Well, I design a structure or machine. I have my formulas and software. When I use the formulas rightly, I will get the right output. Why do I need analytics? One may say.

In engineering, many of the formulas are either complex or empirical. When we use such formulas, it is always essential to study the variation in the output as the inputs vary.

When the formulas are not derived from first principles but were empirically arrived at from observations, regression etc., it will be to one's own advantage to study and analyze the data generated by those formulas. This enables one to have control over one's designs and take informed decisions.

If an equation is empirically arrived at using regression, then studying it further generates additional insights. One can make new models, re-validate the equation, or may even come up with a better equation!

These types of empirical equations we find often in fluid mechanics for example. Unfortunately, in most of the text books I studied in my engineering in the 90s, almost nowhere the rationale behind the empirical formulas was explained.

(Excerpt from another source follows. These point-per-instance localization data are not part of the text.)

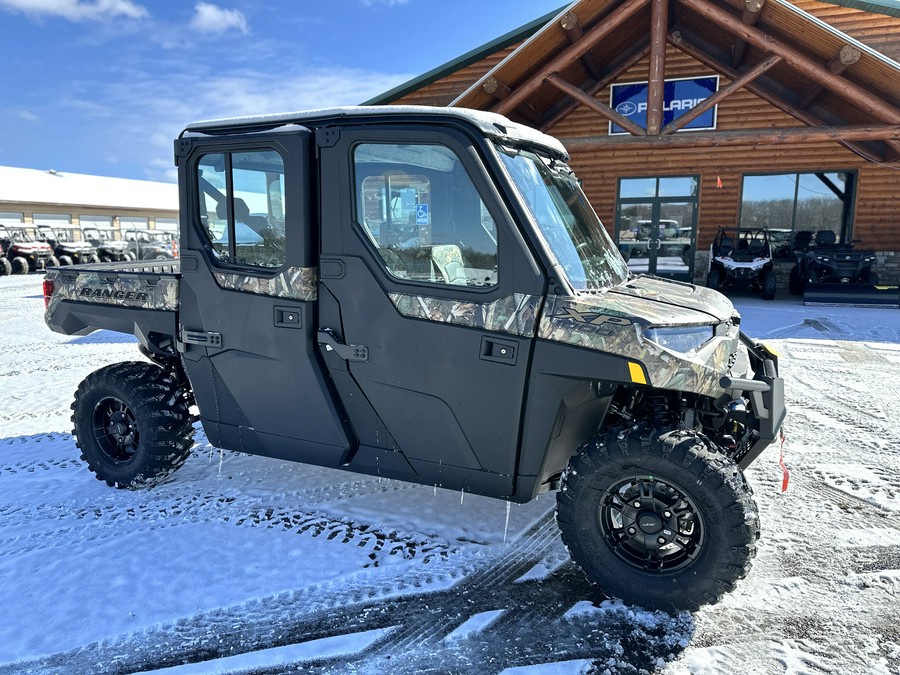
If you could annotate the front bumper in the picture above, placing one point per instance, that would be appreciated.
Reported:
(765, 392)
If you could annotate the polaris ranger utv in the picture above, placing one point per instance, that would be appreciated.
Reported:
(426, 294)
(24, 253)
(66, 249)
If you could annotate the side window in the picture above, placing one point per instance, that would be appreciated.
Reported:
(421, 211)
(242, 206)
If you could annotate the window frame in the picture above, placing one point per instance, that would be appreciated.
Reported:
(486, 205)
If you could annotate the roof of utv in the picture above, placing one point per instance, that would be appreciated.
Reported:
(490, 124)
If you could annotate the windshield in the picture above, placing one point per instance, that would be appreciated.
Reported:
(566, 220)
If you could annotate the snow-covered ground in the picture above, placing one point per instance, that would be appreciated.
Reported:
(243, 564)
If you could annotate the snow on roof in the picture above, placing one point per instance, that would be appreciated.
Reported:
(33, 186)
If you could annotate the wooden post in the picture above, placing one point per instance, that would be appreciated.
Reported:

Even when you have a derived complex formula, the formula will be based on several assumptions. Also the inputs like material properties have their own confidence level attached to them. A statistical study will bail us out from the complexities of the equation as we get to study the numerical data and the trends it follows.

Needless to say that the data from experimentation and observations needs to be studied statistically, which many do, with or without calling it analytics. If a statistical study is not performed, the findings are just not right and it is high time one realized that.

In any case, one can always find out what are the inputs that influence the output most. This can be achieved by design of experiments and sensitivity analyses.

Two types of engineering data

Without getting into the standard technical terms in data analytics, I would classify the numerical data into two types from an engineer's perspective. The first one is visible data, abundantly available everywhere. The second type of data is invisible data, an example of which is hidden in the form of formulas and gets generated only when you calculate the output using those formulas and varying the inputs.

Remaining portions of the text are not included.